Lee et al. [55 ]completed an experimental study on the therapeutic capacity of human mesenchymal stem cells to restore alveolar epithelial fluid transport and lung fluid balance after acute lung injury in an ex vivo perfused human lung preparation. The authors demonstrated that treatment with allogeneic human mesenchymal stem cells reduced pulmonary edema, improved lung endothelial barrier integrity and normalized alveolar epithelial fluid transport in an ex vivo perfused human lung. These experiments underline the feasibility of modern treatment options including gene and cell therapy to treat different pathologies addressing the affected organ ex vivo.
Future Considerations
(1) Modern life-support systems, which have been developed substantially in recent years, improved the survival rate of patients with failing organs and allowed a temporary substitution of an organ function. These technologies can bridge the time until the organs of the patients completely or partially recover.
(2) The development of modern organ perfusion systems, in which biomechanical and biophysiological conditions can be adjusted to mimic the physiological environment, allows safe ex vivo organ preservation for longer periods of time and reduces ischemic time.
(3) Ex vivo organ preservation permits the exact evaluation of organ function and allows the application of ex situ diagnoses including exact topographical assessment of an isolated organ using ex vivo imaging (e.g. ex vivo MRI, CT, angiography or 3D echography).
(4) Ex vivo organ perfusion providing oxygen and nutrients under physiological conditions and removing toxic metabolic products permits improvement of organ function and organ reconditioning. This method allows the recovery of organs, which until recently, have been rejected for transplant.
(5) Ex vivo organ perfusion permits direct administration of drugs to the organ by injecting them into tubes connected to the organ (e.g. endovascular or endobronchial), thus omitting systemic administration of drugs and their adverse effects on other organs and systems. Moreover, explanted organs can be exposed to radiotherapy in order to avoid systemic exposure to radiation.
(6) Even though there have been several sporadic attempts at ex vivo surgical resection and correction of different organs in treating nonoperable patients, the optimal preservation of affected organs in OCSs opens new possibilities for ex vivo surgery. Although ex vivo surgical resection has mainly been used in oncological surgery, improvement in ex vivo organ preservation and recovery may expand the indications for ex vivo surgery to other complicated pathologies (e.g. complex congenital malformations).

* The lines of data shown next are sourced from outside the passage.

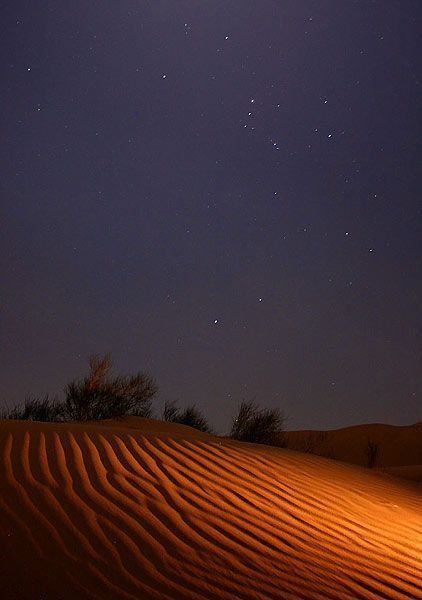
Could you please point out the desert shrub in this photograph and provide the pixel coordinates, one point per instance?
(189, 416)
(35, 409)
(313, 442)
(99, 396)
(258, 425)
(372, 453)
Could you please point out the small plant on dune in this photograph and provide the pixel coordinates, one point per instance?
(258, 425)
(35, 409)
(189, 416)
(99, 396)
(372, 453)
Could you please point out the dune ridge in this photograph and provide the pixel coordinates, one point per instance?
(141, 510)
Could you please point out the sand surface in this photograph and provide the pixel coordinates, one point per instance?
(142, 509)
(398, 446)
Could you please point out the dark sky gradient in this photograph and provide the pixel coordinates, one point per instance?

(7) The combination of (a) ex vivo organ perfusion and storage, (b) ex vivo exact topographical diagnosis, (c) ex vivo locoregional medical treatment including the possibility of ex situ radiotherapy and (d) the possibility of ex vivo surgical correction can expand the medical possibilities in the treatment of failing organs, thus improving morbidity and mortality. The ex vivo approach offers prospects for applying the above-mentioned methods to most human organs, when traditional methods cannot offer treatment.
Ex vivo therapies open new horizons in the treatment of end-stage organ pathologies. Further experimental and clinical research is needed to develop ex vivo approaches regarding organ preservation, topographical diagnosis, surgical techniques, pharmacokinetics as well as new methods of treatment including gene and cell therapies and tissue engineering.